Fortunately, there is another way to fill yourself. And that way is Advent. Advent begins by calling us to keep the end in sight, to remember that this season isn’t just about celebrating Jesus’ birth but getting ready for Jesus’ return. We also remember why that return is so important: because we desperately need what Jesus gives us: redemption from the evil and violence and darkness that so often seem to have the upper hand. The reason God entered the world the first time was not because things were going so smoothly, but because the world was desperately in need of love and guidance and hope. And God will come again not when we finally get it right, but when it looks like all hope is lost. “When these things begin to take place,” Jesus says, “stand up and raise your heads, because your redemption is drawing near.” In other words, as long as you are ready, fear not! For the day of judgment is also the day of grace, the day when God will once and for all make everything right again.

So during Advent, this pregnant pause of the church year, we need to take some time out, remembering that the most important thing about the next few weeks is not checking off every item on our to-do lists but reconnecting with God, making sure that we are ready for Christ’s coming, even if being ready means only that we acknowledge our emptiness and our hunger for God to come into our lives and into our world.

*****

The writer Anne Lamott tells a story of taking a vacation to Lake Tahoe with her two year-old son, Sam. This area near Reno is a hotbed of gambling, which means that all the rooms in hotels or condos have curtains so heavy and thick that the rooms can be dark as night even in the middle of the day. This is supposed to encourage tourists to stay up all night gambling and spending money, and then sleep all day.

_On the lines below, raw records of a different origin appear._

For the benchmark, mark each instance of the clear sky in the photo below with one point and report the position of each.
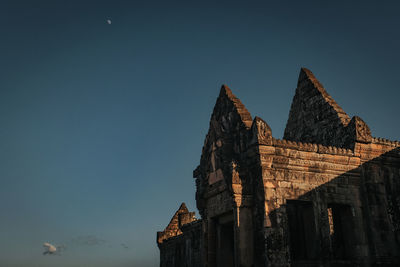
(101, 125)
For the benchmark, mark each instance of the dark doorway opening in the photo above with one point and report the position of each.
(341, 230)
(225, 244)
(302, 230)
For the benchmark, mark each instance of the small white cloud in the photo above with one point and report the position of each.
(50, 249)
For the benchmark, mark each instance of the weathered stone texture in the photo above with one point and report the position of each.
(325, 195)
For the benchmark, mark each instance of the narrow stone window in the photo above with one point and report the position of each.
(341, 230)
(302, 230)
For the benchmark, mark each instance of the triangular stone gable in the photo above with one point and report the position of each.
(314, 116)
(173, 228)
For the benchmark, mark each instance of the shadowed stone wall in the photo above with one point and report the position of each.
(328, 194)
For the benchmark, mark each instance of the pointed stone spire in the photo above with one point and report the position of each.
(240, 108)
(314, 116)
(181, 216)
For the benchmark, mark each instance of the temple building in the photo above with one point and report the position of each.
(327, 194)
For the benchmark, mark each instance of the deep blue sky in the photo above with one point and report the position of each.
(102, 125)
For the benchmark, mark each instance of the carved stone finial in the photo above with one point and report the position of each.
(261, 132)
(360, 130)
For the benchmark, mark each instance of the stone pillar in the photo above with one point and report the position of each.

One afternoon, she put Sam down for a nap in his crib, closed the curtains, and went into the other room to work, pulling the door shut behind her. A few minutes later, she heard Sam calling to her. Sam had climbed out of his crib and gotten to the door. But when he had grasped the handle, he had depressed the button lock. Try as she might, Anne could not get him to unlock the door. When it became clear that his mother couldn’t open the door, Sam cried and screamed while his mother, in a panic, called the rental agency for the condo and left a message, then called the building manager and left another message. Finally, not knowing what else to do, she lay down next to the door, reached her fingers in the small space underneath it and told Sam to reach down and find her fingers in the dark. He did. And as the reality of his mother’s love and presence sunk in, Sam gradually calmed down. Mother and son stayed like that for a long time, lying on the floor side by side, a locked door between them, taking comfort in the touch of their fingers. (2)

All too often we are like toddlers in a pitch-black room, not sure where to go or what to do, longing to simply throw open the door between us and God. But we can’t. And so we panic, running around the room, screaming and crying and trying to find another way out. Or we try to pretend there isn’t anything wrong, going off in a corner and finding ways to pass the time, no matter how self-destructive those ways might be. But in Advent God calls us to come to the door. It’s still locked, and when don’t know when it will opened. But when it does open, we want to be ready to greet the God who will be revealed on the other side of the door. And so we wait and in Advent we prepare, by lying quietly by the door, grasping the fingers of the God who loves us enough to wait with us, the God who has come and who will come again to unlock the door, shine light into the darkness, fill our emptiness, and redeem this broken world once and for all. Amen.

Endnotes:
1. from an illustration in the sermon “At That Time” by Scott Hoezee; read it here.
2. from an illustration in the sermon, “Belonging”, by the Rev. Mark Ramsey, in Journal for Preachers, Vol. 23, No. 1, p. 23.